Unknown Primarch said:


> sorry maybe i was reading something into it that wasnt there.


S'alright. 



Unknown Primarch said:


> i did forget to say that first heretic was out before savage weapons so maybe when he wrote the flashbacks they hadnt decided to try and confirm his loyalties but to me it seems rushed


Well considering they were both written by the same author I very much doubt it to be honest.



Unknown Primarch said:


> unless they trying to trick us and more is yet to come


Well ADB's stance has always been clear. The Lion was loyal. The _pod scene_ represented the potential for the Lion to join Chaos right from the beginning (although as you quite rightly pointed out, all the Primarchs had that potential) and then _Savage Weapons_ confirmed why the Lion could not reach Terra throughout the first few years of the Heresy. 



Unknown Primarch said:


> because they had that thing with the siege cannons to make us think he a traitor


Taken at face-value, the ending of _Fallen Angels_ does not present the Lion as a traitor at all.
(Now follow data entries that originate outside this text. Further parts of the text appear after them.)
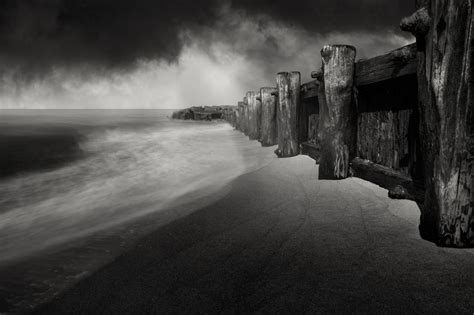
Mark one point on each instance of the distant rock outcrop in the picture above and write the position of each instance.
(205, 112)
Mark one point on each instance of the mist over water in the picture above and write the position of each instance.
(131, 163)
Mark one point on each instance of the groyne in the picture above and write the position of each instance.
(403, 120)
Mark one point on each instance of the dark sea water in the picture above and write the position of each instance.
(68, 174)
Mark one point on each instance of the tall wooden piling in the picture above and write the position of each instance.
(247, 113)
(252, 116)
(337, 115)
(268, 130)
(444, 30)
(258, 114)
(288, 89)
(238, 116)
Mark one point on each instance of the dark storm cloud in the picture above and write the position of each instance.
(333, 15)
(113, 34)
(37, 34)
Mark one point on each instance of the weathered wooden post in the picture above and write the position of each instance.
(338, 125)
(238, 116)
(258, 114)
(252, 116)
(268, 130)
(444, 31)
(246, 115)
(288, 89)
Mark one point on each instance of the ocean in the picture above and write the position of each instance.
(67, 174)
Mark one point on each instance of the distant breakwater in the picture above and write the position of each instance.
(205, 113)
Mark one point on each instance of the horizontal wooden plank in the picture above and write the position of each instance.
(400, 186)
(395, 64)
(309, 89)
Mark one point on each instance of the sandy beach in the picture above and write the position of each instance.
(281, 240)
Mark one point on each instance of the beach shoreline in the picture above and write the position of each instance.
(282, 241)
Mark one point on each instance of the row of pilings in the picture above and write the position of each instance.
(445, 124)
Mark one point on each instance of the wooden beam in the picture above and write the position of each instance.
(444, 31)
(395, 64)
(268, 132)
(400, 186)
(289, 87)
(337, 113)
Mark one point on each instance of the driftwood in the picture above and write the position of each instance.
(337, 114)
(400, 186)
(289, 89)
(268, 130)
(444, 31)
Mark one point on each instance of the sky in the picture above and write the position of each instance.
(176, 54)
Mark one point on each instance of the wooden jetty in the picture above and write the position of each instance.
(403, 120)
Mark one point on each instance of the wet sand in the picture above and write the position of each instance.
(283, 241)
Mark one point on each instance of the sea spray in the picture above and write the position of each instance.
(134, 164)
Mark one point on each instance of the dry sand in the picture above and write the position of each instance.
(283, 241)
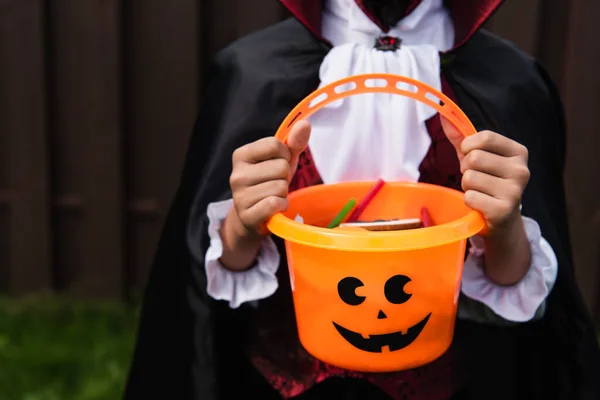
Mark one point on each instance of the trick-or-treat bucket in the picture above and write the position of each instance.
(376, 301)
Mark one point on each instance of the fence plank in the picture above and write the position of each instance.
(582, 88)
(25, 257)
(88, 152)
(162, 58)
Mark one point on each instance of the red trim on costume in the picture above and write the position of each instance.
(468, 15)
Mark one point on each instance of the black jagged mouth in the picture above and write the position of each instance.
(375, 343)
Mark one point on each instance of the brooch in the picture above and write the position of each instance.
(387, 43)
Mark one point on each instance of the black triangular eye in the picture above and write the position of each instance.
(347, 291)
(394, 289)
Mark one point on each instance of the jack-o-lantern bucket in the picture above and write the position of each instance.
(376, 301)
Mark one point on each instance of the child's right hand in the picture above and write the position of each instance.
(259, 181)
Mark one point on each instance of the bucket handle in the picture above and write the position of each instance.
(376, 83)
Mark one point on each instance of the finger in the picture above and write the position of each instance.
(261, 150)
(298, 138)
(253, 174)
(494, 143)
(257, 215)
(493, 209)
(489, 163)
(297, 141)
(454, 136)
(252, 195)
(494, 186)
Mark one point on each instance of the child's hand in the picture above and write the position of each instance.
(495, 174)
(261, 174)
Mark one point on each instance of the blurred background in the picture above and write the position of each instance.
(97, 102)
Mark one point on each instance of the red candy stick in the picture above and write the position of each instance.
(365, 201)
(426, 218)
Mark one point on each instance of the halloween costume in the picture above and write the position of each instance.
(194, 347)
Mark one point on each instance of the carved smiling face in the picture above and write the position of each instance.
(394, 290)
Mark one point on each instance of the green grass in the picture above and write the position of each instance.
(56, 349)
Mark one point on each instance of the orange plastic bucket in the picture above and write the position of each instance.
(376, 301)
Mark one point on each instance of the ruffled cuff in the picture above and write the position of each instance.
(523, 301)
(254, 284)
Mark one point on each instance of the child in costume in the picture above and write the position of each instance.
(218, 321)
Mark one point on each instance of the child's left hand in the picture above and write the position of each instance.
(495, 174)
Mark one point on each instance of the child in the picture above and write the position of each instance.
(218, 321)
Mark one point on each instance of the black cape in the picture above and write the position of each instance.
(191, 347)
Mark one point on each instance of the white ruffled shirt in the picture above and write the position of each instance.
(387, 133)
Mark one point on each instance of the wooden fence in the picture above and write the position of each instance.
(98, 98)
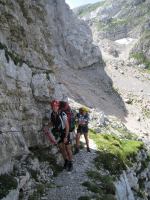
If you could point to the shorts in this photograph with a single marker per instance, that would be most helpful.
(62, 136)
(82, 129)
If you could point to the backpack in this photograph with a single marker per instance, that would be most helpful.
(64, 107)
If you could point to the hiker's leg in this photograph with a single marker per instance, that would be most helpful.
(78, 140)
(63, 151)
(69, 151)
(86, 139)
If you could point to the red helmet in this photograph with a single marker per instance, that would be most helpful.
(54, 103)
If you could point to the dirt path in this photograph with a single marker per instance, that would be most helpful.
(68, 185)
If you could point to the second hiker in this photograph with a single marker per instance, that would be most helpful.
(82, 128)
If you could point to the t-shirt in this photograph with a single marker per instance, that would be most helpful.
(82, 119)
(58, 120)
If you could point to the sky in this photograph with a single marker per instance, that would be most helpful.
(76, 3)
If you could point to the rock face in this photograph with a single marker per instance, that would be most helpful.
(36, 39)
(115, 20)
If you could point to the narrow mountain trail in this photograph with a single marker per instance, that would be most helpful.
(68, 185)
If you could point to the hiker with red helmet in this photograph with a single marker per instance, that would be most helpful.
(60, 126)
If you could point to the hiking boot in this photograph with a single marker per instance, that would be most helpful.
(70, 166)
(76, 150)
(65, 164)
(88, 149)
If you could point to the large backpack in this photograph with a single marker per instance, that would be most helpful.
(64, 107)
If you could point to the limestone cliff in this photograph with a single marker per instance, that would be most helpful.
(115, 20)
(37, 38)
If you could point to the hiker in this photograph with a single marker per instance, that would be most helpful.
(60, 125)
(82, 128)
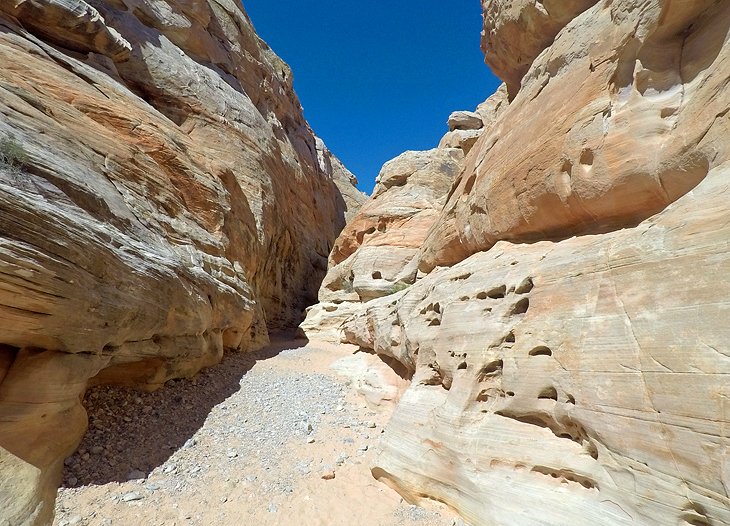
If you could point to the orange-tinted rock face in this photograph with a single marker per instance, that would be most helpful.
(566, 336)
(173, 202)
(614, 121)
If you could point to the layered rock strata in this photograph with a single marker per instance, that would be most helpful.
(377, 252)
(565, 340)
(171, 202)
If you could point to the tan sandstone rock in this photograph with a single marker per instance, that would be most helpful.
(374, 256)
(623, 115)
(566, 343)
(173, 203)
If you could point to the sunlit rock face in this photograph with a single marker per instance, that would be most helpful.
(172, 203)
(565, 338)
(377, 254)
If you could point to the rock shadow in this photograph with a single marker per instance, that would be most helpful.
(132, 432)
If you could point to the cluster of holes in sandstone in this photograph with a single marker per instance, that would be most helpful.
(566, 476)
(541, 351)
(694, 514)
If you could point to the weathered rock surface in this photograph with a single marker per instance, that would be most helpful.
(619, 117)
(374, 256)
(174, 203)
(465, 127)
(566, 341)
(464, 120)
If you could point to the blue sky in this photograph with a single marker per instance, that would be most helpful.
(381, 77)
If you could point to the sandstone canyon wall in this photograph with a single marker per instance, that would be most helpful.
(172, 202)
(564, 323)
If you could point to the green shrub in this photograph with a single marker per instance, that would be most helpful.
(12, 153)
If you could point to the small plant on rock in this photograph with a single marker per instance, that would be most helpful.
(12, 153)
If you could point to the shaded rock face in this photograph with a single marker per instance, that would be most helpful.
(374, 256)
(172, 203)
(378, 252)
(565, 338)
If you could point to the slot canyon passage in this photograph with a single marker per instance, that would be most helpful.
(527, 325)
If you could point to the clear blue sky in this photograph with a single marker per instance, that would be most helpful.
(381, 77)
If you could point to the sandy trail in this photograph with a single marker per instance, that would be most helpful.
(245, 442)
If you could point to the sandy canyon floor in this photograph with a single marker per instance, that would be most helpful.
(270, 438)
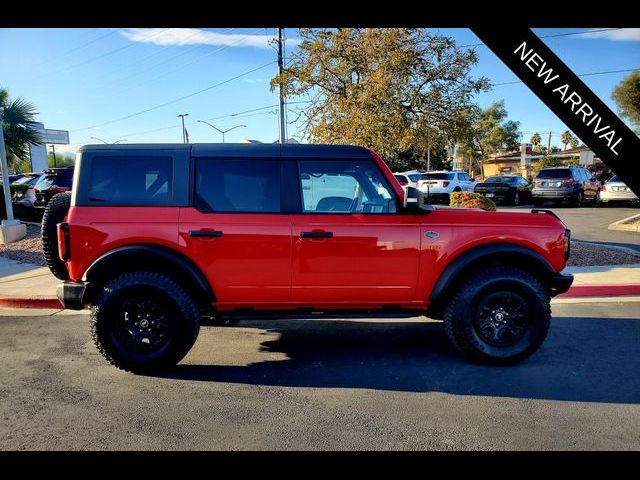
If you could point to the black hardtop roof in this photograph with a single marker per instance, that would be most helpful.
(240, 149)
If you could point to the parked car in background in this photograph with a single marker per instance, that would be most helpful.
(438, 186)
(23, 196)
(403, 180)
(507, 189)
(54, 180)
(615, 190)
(414, 176)
(558, 184)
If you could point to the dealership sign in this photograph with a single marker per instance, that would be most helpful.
(569, 98)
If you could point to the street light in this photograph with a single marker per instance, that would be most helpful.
(184, 132)
(221, 131)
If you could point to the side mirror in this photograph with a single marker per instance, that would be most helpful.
(413, 199)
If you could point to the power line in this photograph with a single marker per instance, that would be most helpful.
(171, 102)
(579, 75)
(92, 59)
(162, 62)
(585, 32)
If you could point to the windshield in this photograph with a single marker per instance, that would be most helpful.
(559, 173)
(500, 179)
(437, 176)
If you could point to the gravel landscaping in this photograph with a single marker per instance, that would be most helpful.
(29, 250)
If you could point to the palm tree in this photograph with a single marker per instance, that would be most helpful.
(567, 139)
(19, 132)
(536, 140)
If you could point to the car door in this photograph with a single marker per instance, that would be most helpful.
(236, 231)
(351, 244)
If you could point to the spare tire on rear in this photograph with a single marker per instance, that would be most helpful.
(54, 214)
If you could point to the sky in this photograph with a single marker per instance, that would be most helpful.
(129, 85)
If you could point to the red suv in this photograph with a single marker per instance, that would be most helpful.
(157, 237)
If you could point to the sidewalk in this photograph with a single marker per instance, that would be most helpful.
(25, 285)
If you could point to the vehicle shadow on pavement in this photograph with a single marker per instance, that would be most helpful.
(583, 359)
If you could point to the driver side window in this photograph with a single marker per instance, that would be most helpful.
(344, 186)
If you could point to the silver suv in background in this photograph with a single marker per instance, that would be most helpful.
(615, 190)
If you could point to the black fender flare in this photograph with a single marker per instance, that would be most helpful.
(530, 260)
(154, 258)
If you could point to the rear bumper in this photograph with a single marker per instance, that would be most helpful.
(71, 295)
(560, 284)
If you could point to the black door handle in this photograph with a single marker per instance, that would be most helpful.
(316, 234)
(205, 233)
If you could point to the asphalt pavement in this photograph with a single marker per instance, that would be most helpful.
(590, 223)
(325, 384)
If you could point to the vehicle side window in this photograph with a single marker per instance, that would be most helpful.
(344, 187)
(131, 179)
(242, 186)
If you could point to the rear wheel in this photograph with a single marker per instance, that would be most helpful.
(56, 211)
(500, 315)
(144, 322)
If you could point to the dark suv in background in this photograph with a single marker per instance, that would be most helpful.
(573, 184)
(54, 180)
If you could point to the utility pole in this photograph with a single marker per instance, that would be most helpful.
(10, 229)
(5, 174)
(280, 68)
(184, 135)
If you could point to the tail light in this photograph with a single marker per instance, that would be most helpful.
(64, 251)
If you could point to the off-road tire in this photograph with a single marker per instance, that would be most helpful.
(461, 313)
(54, 213)
(184, 313)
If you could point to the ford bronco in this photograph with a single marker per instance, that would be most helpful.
(157, 238)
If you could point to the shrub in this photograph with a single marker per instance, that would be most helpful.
(471, 200)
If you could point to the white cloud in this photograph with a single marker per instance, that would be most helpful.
(195, 36)
(621, 35)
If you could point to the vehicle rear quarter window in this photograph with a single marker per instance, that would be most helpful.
(134, 179)
(237, 186)
(336, 186)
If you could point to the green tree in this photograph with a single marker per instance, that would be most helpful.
(391, 89)
(627, 96)
(536, 140)
(19, 132)
(485, 132)
(568, 139)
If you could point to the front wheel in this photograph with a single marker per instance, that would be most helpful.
(500, 315)
(144, 322)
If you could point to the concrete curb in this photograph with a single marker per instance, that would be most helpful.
(625, 224)
(577, 291)
(29, 302)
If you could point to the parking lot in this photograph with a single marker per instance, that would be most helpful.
(325, 384)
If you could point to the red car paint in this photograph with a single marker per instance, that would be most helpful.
(372, 261)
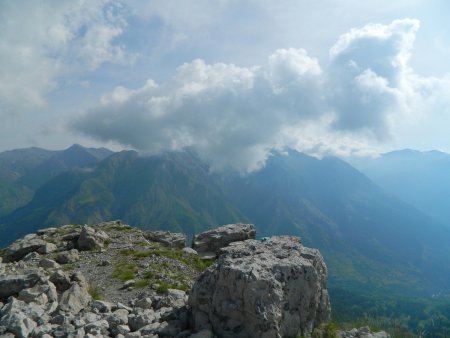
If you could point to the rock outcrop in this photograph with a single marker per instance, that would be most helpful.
(209, 243)
(275, 288)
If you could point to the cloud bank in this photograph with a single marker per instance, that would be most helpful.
(234, 116)
(42, 41)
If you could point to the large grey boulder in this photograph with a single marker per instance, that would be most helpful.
(20, 248)
(91, 238)
(14, 283)
(75, 299)
(213, 240)
(262, 289)
(170, 239)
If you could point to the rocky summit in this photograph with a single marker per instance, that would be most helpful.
(113, 280)
(270, 288)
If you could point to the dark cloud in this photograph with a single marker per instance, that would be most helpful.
(233, 116)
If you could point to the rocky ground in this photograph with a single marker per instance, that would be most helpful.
(118, 281)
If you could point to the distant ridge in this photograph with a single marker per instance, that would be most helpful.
(369, 238)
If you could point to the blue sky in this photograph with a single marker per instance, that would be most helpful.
(231, 79)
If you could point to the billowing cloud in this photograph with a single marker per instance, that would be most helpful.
(41, 41)
(233, 116)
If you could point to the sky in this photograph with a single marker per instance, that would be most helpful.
(231, 79)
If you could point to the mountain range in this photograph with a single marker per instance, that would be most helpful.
(371, 239)
(419, 178)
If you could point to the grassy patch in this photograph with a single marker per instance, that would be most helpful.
(124, 271)
(190, 260)
(95, 293)
(146, 280)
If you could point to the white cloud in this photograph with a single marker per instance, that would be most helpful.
(43, 40)
(233, 116)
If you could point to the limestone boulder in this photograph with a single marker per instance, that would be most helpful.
(213, 240)
(170, 239)
(12, 284)
(75, 299)
(67, 257)
(262, 289)
(20, 248)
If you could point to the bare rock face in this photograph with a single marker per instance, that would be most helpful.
(170, 239)
(22, 247)
(14, 283)
(275, 288)
(210, 242)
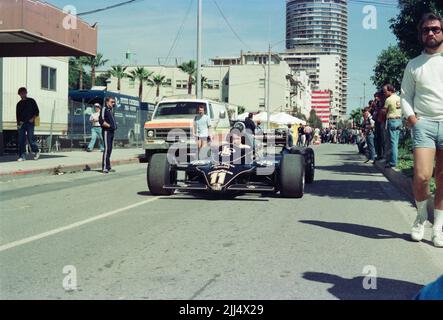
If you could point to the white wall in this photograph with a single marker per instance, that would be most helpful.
(26, 72)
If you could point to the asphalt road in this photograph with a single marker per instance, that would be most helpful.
(90, 236)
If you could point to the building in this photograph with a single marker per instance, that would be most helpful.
(46, 79)
(36, 29)
(321, 103)
(316, 41)
(239, 81)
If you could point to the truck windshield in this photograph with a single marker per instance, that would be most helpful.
(181, 110)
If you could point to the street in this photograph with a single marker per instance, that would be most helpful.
(124, 243)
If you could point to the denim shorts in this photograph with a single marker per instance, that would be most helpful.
(428, 134)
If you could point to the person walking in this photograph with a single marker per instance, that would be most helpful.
(108, 125)
(201, 129)
(96, 130)
(393, 115)
(422, 104)
(308, 134)
(26, 113)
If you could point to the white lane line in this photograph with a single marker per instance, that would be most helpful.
(71, 226)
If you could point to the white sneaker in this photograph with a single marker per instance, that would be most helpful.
(437, 238)
(418, 229)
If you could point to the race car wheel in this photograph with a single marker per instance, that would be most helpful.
(292, 176)
(309, 156)
(159, 174)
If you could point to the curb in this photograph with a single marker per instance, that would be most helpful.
(397, 179)
(62, 169)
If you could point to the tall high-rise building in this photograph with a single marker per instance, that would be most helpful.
(316, 28)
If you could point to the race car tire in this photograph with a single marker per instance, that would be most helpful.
(292, 176)
(159, 174)
(309, 155)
Remember, he wasn't aware that Perturabo had secretly joined Horus.


----------



## Unknown Primarch (Feb 25, 2008)

right you are about the siege cannons but as with how they have built up the lions personality i can never shake that the lion has been taught human traits but has that animal instinct underneath that subconsciously will do anything to stay alive. 
while im totally hearing what you have said im still thinking that there might still be the lion having thought about the outcomes of the HH and was thinking of what his next move should be. in the eventuality of him being the only full legion left out in the galaxy like he says, what would his next moves be? what would he do if horus had defeated the emperor and all the loyal primarchs and he was the only one left. would he make a last stand or eventually side with horus. maybe we have got that to come yet as i think there will be some twists and turns left in the saga of the lion and luther.


----------



## Words_of_Truth (Sep 20, 2007)

Personally I still can't place his "position" within the Primarchs. Horus was a leader, Angron was the berzerker, Dorn the builder etc etc 

What is The Lions?


----------